Pounds told commissioners he was concerned with a request from KANZA concerning a sprayer and disinfectant that was to be used also at the Jackson County location. He didn’t feel that was an appropriate use of those funds. Commissioner Richard Lehmkuhl, who serves on KANZA’s board, said the documentation specified that 5 percent of the disinfectant spray purchased with SPARKS funds would be used at the Jackson County office. He also reminded the commission that Hiawatha’s KANZA office was the headquarters for four counties, so all ordering would be processed here.
“I don’t feel they purposely deceived,” he said.
Pounds also said he felt KANZA had requested a lot of PPE supplies related to COVID — almost nearly as much as the hospital. He questioned why all of that was needed. Lehmkuhl pointed out that KANZA serves many patients at their Hiawatha headquarters, as well has have 50-70 children in their summer program. He said he felt that would necessitate the need for quite a bit of supplies.
“Mental health has seen one of the biggest rise of services,” Lehmkuhl said.

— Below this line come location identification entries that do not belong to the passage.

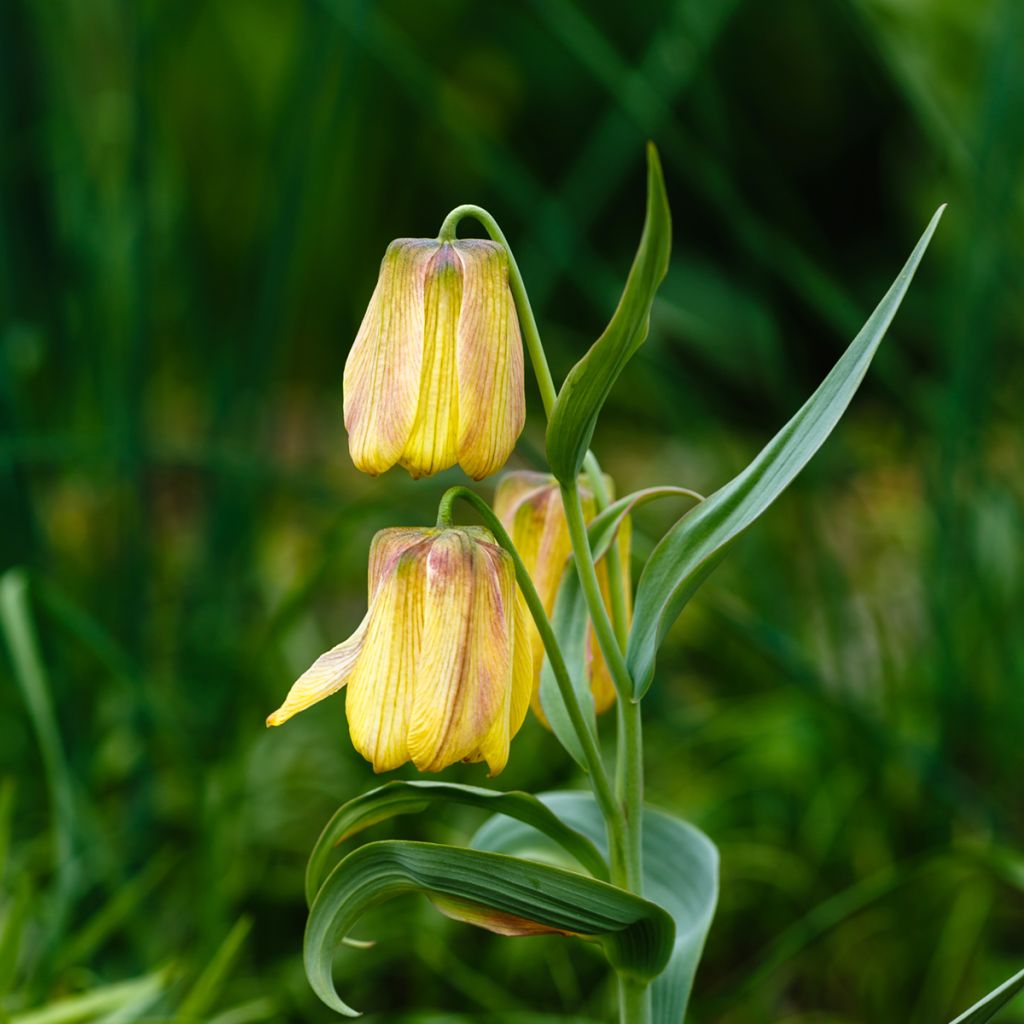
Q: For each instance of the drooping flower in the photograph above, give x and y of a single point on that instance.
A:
(439, 669)
(435, 375)
(529, 507)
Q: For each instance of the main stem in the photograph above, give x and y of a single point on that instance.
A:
(623, 810)
(630, 871)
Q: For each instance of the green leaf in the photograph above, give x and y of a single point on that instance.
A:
(993, 1003)
(604, 525)
(494, 891)
(569, 621)
(397, 798)
(680, 875)
(590, 381)
(694, 546)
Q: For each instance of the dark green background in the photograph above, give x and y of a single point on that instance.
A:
(195, 200)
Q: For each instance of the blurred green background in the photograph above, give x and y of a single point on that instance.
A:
(195, 200)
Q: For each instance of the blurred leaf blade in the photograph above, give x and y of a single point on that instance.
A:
(987, 1008)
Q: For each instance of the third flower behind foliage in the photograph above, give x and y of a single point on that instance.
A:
(435, 375)
(529, 506)
(439, 669)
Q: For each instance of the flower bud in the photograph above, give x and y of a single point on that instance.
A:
(529, 506)
(439, 670)
(435, 375)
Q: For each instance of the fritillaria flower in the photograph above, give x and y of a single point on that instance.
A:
(439, 669)
(435, 375)
(529, 507)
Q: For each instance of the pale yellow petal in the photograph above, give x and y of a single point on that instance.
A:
(326, 676)
(378, 701)
(382, 373)
(492, 402)
(524, 680)
(385, 549)
(433, 441)
(495, 747)
(513, 486)
(464, 675)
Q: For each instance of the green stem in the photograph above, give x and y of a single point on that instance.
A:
(634, 1001)
(530, 334)
(616, 571)
(630, 871)
(598, 774)
(627, 859)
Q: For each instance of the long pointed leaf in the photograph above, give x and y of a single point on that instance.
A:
(680, 873)
(397, 798)
(987, 1008)
(693, 547)
(503, 894)
(602, 528)
(590, 381)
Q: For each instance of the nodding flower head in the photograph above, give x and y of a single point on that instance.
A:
(439, 669)
(529, 507)
(435, 375)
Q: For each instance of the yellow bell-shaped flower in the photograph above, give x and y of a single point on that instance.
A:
(435, 375)
(439, 669)
(529, 507)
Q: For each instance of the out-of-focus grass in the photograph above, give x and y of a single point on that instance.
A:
(195, 197)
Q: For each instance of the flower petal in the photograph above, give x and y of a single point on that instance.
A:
(326, 676)
(492, 403)
(464, 675)
(385, 549)
(432, 443)
(378, 702)
(382, 373)
(524, 680)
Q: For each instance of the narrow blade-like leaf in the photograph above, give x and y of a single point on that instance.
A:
(590, 381)
(602, 528)
(987, 1008)
(501, 893)
(398, 798)
(680, 866)
(692, 548)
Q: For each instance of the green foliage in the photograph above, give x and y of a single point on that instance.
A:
(506, 894)
(194, 199)
(680, 875)
(986, 1009)
(696, 544)
(419, 795)
(589, 383)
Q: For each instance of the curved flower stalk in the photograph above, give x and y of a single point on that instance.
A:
(439, 669)
(444, 665)
(529, 507)
(435, 375)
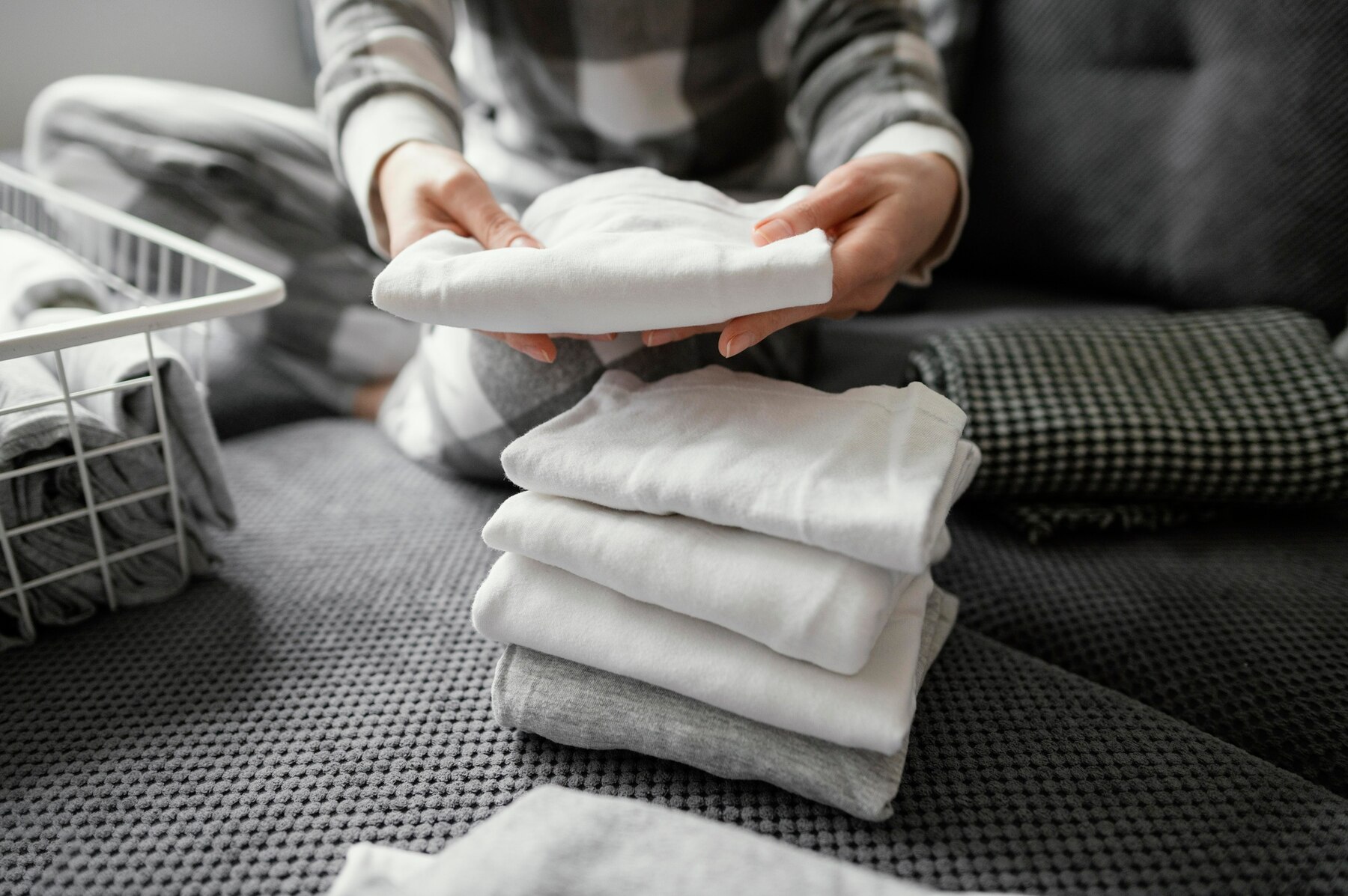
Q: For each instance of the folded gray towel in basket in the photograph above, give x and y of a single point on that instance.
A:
(40, 437)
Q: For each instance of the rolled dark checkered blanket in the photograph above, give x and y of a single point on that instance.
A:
(1139, 421)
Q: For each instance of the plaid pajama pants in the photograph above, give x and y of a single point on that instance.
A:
(252, 178)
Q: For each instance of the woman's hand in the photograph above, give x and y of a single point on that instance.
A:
(426, 188)
(884, 213)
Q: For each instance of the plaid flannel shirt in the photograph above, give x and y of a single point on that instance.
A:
(744, 94)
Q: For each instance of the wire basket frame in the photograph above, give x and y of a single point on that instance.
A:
(158, 282)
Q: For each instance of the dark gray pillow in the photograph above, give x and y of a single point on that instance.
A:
(1188, 151)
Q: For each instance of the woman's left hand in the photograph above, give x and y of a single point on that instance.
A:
(884, 213)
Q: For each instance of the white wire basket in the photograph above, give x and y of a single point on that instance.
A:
(158, 282)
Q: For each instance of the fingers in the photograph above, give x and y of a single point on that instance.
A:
(650, 338)
(746, 332)
(471, 201)
(835, 200)
(535, 345)
(588, 337)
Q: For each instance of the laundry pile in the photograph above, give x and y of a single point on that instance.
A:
(729, 572)
(45, 488)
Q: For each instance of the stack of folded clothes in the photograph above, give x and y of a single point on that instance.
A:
(729, 572)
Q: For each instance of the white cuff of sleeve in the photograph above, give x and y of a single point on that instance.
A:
(374, 129)
(911, 138)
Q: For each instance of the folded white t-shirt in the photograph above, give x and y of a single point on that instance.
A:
(869, 473)
(801, 601)
(547, 609)
(630, 249)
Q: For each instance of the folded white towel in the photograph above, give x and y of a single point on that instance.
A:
(549, 609)
(801, 601)
(38, 275)
(630, 249)
(869, 473)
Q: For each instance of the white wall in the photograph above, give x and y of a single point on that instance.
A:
(243, 45)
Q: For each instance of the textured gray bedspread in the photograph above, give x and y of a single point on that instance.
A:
(330, 689)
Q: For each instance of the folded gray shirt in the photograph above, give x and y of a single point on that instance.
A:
(565, 842)
(583, 707)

The commissioners suggested to ask KANZA Mental Health to request that Jackson County pay a portion of the disinfectant spray from their SPARKS funds. They agreed to process the remaining Direct Aid requests.
They also agreed that if the state deemed the expenses were not credible during an audit, that KANZA — or any other business or organization — could be asked to repay the funds.
Funds from the SPARK money had to be spent this fall with all invoices due to the state by Dec. 15.